Wissenschafts­jahr 2018: »Arbeitswelten der Zukunft« ist das Thema des Wissenschaftsjahres 2018. Dabei geht es um Fragen, wie sich Arbeit in Zukunft verändert und welche Rolle Forschung und Wissenschaft bei der Bewältigung dieser Veränderungen spielen.

»Wenn wir uns schon nicht in einer 5er-Gruppe einigen können, wie wir gerne in Zukunft arbeiten möchten, wie soll sich dann die Gesellschaft einigen?« (Workshop-Teilnehmer)

Die re:publica ist als größte Konferenz zur digitalen Gesellschaft in Europa, Impulsgeber, Schrittmacher und Kreativschmiede unserer technologiebasierten Zukunft. Die über 10 000 Besuchenden verbindet Vielfalt des Denkens und der Herkunft, Offenheit für Neues und Anderes sowie Gestaltungswille für unsere Zukunft. In unserer Workshop-Session »Work fiction: Neue Arbeitszeitgestaltung in 2030+« haben wir diese besonderen Zutaten der re:publica genutzt, um mit rund 80 Teilnehmenden Zukunftsszenarien für unsere Arbeitswelt zu entwerfen – das Ergebnis zeigt, dass die Vorstellungen zur Zukunft der Arbeit und die Auswirkungen von aktuellen Trends auch auf der Leitmesse des digitalen Lifestyle sehr unterschiedlich bewertet und gedacht werden.

Die Teilnehmenden diskutierten wahrscheinliche und spekulative Auswirkungen der drei Trends zunehmende Vernetzung, demographischer Wandel und technologischer Fortschritt, bevor sie anschließend Implikationen für die Gesellschaft ableiteten.

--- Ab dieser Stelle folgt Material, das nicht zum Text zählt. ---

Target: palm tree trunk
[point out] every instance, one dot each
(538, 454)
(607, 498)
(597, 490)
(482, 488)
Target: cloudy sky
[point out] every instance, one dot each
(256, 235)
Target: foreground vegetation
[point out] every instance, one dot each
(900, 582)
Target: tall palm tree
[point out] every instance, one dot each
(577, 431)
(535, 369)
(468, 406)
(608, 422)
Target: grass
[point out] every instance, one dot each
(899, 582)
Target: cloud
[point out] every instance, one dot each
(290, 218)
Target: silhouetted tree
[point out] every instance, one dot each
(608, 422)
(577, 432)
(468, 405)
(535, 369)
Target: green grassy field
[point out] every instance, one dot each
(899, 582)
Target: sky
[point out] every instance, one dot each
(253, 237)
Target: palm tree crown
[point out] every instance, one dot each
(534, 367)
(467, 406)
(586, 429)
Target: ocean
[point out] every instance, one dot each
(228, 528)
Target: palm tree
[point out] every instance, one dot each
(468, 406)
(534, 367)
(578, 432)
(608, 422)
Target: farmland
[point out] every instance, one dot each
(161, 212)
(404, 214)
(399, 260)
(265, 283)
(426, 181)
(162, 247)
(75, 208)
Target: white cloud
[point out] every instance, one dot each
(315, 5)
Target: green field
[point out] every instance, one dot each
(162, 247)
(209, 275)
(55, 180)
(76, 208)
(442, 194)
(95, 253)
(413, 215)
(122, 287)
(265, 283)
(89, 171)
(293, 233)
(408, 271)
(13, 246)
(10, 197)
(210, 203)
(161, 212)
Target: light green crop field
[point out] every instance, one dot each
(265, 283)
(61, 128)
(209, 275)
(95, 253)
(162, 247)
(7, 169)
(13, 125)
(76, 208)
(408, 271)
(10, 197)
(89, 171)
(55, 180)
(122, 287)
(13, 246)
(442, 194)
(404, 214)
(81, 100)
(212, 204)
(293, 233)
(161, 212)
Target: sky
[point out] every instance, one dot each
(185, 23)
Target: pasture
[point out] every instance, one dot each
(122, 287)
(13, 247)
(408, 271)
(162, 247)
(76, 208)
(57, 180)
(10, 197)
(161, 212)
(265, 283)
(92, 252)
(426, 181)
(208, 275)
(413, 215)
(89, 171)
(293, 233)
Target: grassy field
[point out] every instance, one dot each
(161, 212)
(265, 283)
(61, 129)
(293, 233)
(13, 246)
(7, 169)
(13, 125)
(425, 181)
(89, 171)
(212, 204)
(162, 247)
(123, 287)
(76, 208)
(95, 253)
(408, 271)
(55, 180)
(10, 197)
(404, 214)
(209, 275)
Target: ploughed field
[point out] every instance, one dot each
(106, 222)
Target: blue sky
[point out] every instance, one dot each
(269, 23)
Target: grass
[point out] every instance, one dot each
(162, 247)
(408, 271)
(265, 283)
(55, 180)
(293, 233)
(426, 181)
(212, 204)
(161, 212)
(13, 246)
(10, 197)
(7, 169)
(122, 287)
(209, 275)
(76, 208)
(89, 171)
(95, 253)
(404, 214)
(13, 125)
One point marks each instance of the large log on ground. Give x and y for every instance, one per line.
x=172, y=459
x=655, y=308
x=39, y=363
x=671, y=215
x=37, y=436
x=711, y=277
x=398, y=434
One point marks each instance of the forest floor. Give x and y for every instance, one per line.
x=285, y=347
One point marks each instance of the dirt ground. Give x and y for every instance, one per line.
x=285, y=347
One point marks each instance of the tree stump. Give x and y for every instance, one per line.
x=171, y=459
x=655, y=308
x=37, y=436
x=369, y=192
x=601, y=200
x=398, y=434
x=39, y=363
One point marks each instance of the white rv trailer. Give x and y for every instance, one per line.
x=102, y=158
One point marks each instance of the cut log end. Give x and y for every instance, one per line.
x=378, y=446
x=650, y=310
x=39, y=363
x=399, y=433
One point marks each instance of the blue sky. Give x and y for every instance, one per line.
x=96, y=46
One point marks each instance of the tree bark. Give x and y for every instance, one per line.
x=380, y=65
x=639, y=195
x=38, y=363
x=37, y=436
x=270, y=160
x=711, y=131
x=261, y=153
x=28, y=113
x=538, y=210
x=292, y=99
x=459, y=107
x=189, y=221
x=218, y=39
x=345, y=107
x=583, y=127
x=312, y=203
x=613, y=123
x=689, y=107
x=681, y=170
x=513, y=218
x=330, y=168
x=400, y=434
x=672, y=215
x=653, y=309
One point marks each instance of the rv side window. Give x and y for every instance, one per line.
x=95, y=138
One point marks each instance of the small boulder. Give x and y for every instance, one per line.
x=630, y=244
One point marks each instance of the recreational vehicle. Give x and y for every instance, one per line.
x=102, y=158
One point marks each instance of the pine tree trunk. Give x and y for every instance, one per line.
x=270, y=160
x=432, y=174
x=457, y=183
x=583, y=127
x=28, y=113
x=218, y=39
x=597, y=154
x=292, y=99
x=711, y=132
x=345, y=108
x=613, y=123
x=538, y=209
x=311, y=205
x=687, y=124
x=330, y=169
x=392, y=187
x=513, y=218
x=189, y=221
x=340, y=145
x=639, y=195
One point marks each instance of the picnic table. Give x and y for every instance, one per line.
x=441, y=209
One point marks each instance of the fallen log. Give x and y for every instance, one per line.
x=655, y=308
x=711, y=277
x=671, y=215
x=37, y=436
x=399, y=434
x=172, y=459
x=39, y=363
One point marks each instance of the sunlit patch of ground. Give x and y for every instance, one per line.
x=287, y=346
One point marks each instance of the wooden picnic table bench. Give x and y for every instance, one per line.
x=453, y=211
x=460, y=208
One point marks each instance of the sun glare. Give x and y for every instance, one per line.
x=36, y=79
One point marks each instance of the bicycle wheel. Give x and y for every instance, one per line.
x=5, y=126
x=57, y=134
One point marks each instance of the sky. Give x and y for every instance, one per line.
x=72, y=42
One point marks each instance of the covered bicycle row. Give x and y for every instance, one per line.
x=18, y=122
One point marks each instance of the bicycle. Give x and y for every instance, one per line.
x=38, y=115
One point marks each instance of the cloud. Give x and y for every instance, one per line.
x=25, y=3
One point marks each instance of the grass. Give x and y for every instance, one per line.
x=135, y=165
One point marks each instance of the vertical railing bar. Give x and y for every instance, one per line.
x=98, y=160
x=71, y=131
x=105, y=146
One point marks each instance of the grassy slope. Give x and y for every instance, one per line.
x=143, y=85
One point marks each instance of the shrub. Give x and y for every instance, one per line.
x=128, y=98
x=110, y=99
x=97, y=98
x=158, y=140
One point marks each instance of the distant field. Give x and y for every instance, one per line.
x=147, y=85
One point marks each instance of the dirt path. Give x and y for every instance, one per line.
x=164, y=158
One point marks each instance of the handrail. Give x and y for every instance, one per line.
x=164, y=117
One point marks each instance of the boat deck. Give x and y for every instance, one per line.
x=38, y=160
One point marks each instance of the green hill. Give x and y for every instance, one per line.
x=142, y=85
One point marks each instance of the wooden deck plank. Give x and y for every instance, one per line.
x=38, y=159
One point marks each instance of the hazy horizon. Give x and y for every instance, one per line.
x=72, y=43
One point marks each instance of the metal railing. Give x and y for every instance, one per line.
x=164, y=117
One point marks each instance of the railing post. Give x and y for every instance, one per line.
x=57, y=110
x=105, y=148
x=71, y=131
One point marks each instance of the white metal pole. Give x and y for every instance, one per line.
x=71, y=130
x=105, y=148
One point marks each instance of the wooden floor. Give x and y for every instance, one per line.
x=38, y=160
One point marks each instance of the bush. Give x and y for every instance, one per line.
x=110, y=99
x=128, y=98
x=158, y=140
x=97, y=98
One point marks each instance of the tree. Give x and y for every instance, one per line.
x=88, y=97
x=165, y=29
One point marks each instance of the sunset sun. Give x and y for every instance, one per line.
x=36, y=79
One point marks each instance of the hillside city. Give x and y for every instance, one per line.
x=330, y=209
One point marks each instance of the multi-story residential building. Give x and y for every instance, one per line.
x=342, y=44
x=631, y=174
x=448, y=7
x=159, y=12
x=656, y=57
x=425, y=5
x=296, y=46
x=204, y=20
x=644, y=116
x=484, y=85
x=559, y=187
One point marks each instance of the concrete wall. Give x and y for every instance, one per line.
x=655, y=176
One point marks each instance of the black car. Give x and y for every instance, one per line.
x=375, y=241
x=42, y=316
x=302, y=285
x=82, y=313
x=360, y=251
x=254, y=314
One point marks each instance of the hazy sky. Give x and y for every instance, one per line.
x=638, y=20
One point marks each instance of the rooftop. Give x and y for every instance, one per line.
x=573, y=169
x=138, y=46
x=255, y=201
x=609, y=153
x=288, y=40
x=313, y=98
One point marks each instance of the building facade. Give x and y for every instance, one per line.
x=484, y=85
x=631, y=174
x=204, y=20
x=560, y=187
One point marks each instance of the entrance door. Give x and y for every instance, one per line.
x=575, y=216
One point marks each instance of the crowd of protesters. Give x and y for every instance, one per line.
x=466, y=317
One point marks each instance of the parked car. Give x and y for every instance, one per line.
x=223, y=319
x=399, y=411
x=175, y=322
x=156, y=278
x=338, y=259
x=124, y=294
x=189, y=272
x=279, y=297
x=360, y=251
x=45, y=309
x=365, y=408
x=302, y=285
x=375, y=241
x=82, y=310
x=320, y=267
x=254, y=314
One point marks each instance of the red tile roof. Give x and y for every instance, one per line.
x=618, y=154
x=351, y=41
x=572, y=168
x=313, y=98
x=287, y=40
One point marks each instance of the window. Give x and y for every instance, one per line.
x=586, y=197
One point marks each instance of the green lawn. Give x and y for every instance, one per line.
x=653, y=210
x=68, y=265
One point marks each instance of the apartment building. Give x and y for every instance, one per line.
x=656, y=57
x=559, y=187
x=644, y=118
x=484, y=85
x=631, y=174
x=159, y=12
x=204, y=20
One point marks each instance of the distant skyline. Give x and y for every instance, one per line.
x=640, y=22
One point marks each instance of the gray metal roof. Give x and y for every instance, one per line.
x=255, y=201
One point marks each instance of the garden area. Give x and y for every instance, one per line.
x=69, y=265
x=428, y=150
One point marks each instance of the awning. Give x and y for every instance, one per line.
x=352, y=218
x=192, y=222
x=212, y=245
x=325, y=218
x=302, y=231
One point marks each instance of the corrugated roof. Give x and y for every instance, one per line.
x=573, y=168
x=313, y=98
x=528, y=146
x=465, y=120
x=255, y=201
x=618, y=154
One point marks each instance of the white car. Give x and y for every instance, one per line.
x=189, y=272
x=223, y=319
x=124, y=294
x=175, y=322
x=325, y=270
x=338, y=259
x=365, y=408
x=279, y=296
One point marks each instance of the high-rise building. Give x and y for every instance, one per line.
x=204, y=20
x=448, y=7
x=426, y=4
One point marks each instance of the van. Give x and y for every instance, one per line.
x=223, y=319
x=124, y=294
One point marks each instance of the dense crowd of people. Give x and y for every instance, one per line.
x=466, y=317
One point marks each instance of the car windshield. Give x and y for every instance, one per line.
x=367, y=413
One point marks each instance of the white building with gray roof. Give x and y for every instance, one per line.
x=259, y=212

Wahrscheinliche Auswirkungen auf die Arbeitswelt: viele Veränderungen in naher Zukunft

  1. 1. Alle sind sich einig: die Arbeitszeiten verändern sich. Doch während die einen eine Arbeitszeitverlängerung vermuten, erwarten andere eine Arbeitszeitreduzierung, da die Automatisierung bestimmte Aufgaben übernimmt und mehr Zeit für Wissens- und Sorgearbeit bleibt. So verändern sich nicht nur Arbeitszeit, sondern auch Jobprofile und das klassische Karriereverständnis: lebenslanges Lernen und Qualifizieren wird immer wichtiger.
  2. 2. Zunehmende technologie-gestützte Arbeit führt zur individuellen Entlastung. Ruhezeiten, Projektaus-/ und -belastungen sowie individuelle Bedürfnisse am Arbeitsplatz können von Technologien automatisch erkannt und entsprechende Anschlusshandlungen umgesetzt werden.
  3. 3. Erwerbstätige arbeiten in Zukunft (noch) selbstbestimmter, unabhängiger und eigenverantwortlicher als bisher. Agil vernetzte Arbeit nimmt zu und führt zur Auflösung konventioneller Strukturen. Das selbstorganisierte Kollektiv arbeitet in prozessoffenen Projekten zur Lösung spezifischer Probleme. Gemeinsame Ziele bzw. Probleme stehen im Vordergrund der Zusammenarbeit. Die Folge: Grenzen verschwimmen immer mehr, es entstehen mehr Missverständnisse durch virtuelle Kommunikation, informelle und (schein-)selbstständige Arbeitsverhältnisse nehmen zu, der Mensch verschwindet in der Masse und erfährt keine individuelle Anerkennung mehr.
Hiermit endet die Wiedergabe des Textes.